News / South Africa

Adriaan Roets
2 minute read
9 May 2017
10:42 am

Additional Homo Naledi specimens found, fossils finally dated

Adriaan Roets

The child’s skeleton is one of the most complete ever found.

This morning Wits University announced a second chamber in the Rising Star Cave system in the Cradle of Humankind.

The second chamber revealed more important discoveries only a year and a half after the richest fossil hominid site in Africa had been revealed. This morning, Professor Lee Burger of Wits announced new discoveries that includes the skeleton of a child, a partial skeleton of an adult male and a well-preserved skull.

The child’s skeleton is one of the most complete skeletons ever found. The second chamber also uncovered a soon-to-be controversial hypothesis that Homo Naledi deliberately disposed of its dead in these remote caverns. It was also revealed that Homo Naledi found in the Dinaledi Chamber of the Rising Star Cave system existed 236 000 and 335 000 years ago.
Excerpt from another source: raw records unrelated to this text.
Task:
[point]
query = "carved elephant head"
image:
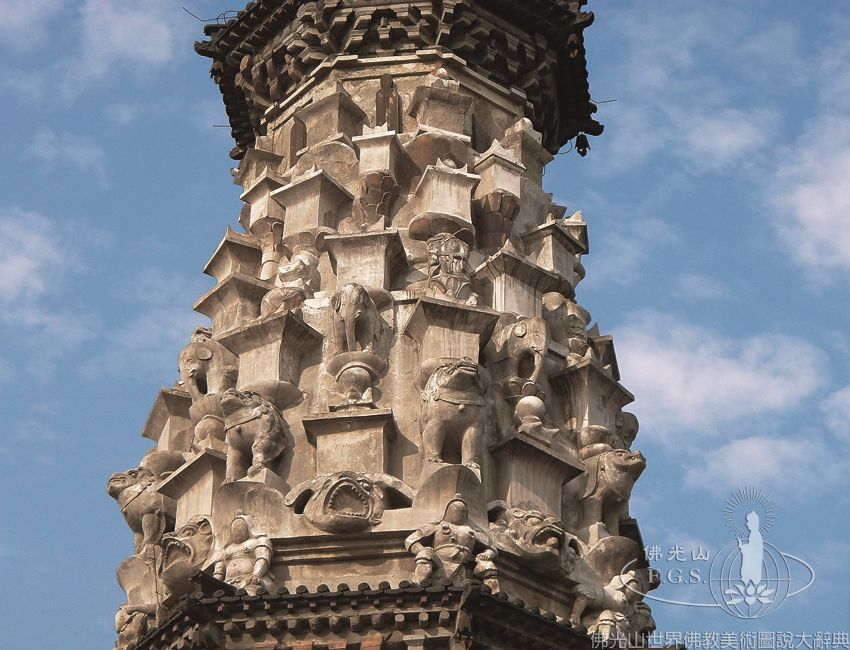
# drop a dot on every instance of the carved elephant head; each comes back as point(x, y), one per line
point(206, 366)
point(356, 319)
The anatomy of the fossils suggests that their ancestors diverged from the ancestors of modern humans much earlier in time, but work in the Dinaledi chamber is ongoing.

Vice-chancellor of Wits Adam Habib said the latest announcement would not be a single event, but would be part of continuous announcements about who humans are as species.

According to Berger, the Rising Star cave system has uncovered more than 130 hominin species. Today’s announcement is still only the tip of the iceberg as more discoveries are being made.

Gauteng Premier David Makhura was seen beaming during the announcement. According to him, the country is benefiting from these globally significant findings, which will also drive tourism.

According to him, the late 2015 and early 2016 exhibition of Homo Naledi attracted up to 3500 people to Maropeng Visitors Centre a day.

It is an important step to promote tourism to the site west of Johannesburg. The original fossils as well as the new discovery will be on public display at Maropeng from May 25.

The exhibit is the largest display of original fossil hominin material in history. The exhibition is called ‘Almost Human’.